Question about Integrate and If
- To: mathgroup at smc.vnet.net
- Subject: [mg46615] Question about Integrate and If
- From: "Antonio González" <SPAMgonferNO at esi.us.es>
- Date: Wed, 25 Feb 2004 13:07:08 -0500 (EST)
- Sender: owner-wri-mathgroup at wolfram.com
Setting the trivial integral
Integrate[1/x,{x,a,2a}]
I obtain, in Mathematica 4.1 the simple result
-Log[a] + Log[2a]
that upon simplification gives Log[2].
However, If I ask the same integral to Mathematica 5.0,
I obtain
If[a == 0, Log[2], Integrate[1/x, {x, a, 2*a}, Assumptions -> a != 0]]
which is really stupid, as it is saying that if a==0,
the integral (that would be singular in that case) is Log[2],
but if a!=0 (which is the logical assumption) instead of
giving the correct answer lets the question unanswered.

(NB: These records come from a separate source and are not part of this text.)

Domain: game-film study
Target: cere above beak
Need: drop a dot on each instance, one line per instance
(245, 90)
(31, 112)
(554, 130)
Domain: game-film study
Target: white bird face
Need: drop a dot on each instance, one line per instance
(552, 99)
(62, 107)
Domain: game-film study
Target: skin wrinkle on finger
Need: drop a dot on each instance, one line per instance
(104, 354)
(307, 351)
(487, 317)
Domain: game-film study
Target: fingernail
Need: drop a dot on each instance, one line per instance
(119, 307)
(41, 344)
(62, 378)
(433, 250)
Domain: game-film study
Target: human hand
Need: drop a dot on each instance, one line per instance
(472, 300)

In this case, the answer is trivial, but I have found the
same behavior in more complicated integrals.
The situation is still more complicated if I try to use
assumptions. Making a copy and paste and asking
Integrate[1/x, {x, a, 2*a}, Assumptions -> a != 0]
the result is
If[Im[a] != 0 || Re[a] != 0, Log[2], Integrate[x^(-1), {x, a, 2*a},
Assumptions -> a != 0 && Im[a] == 0 && Re[a] == 0]]
that is even worse, as if I assume that a!=0, it is
obvious that Im[a] != 0 || Re[a] != 0 (how could it be
that a != 0 && Im[a] == 0 && Re[a] == 0 ?)
Can anybody explain this strange behavior? Why does not give
the answer
If[a!= 0, Log[2],Indeterminate]
or something like that?
Antonio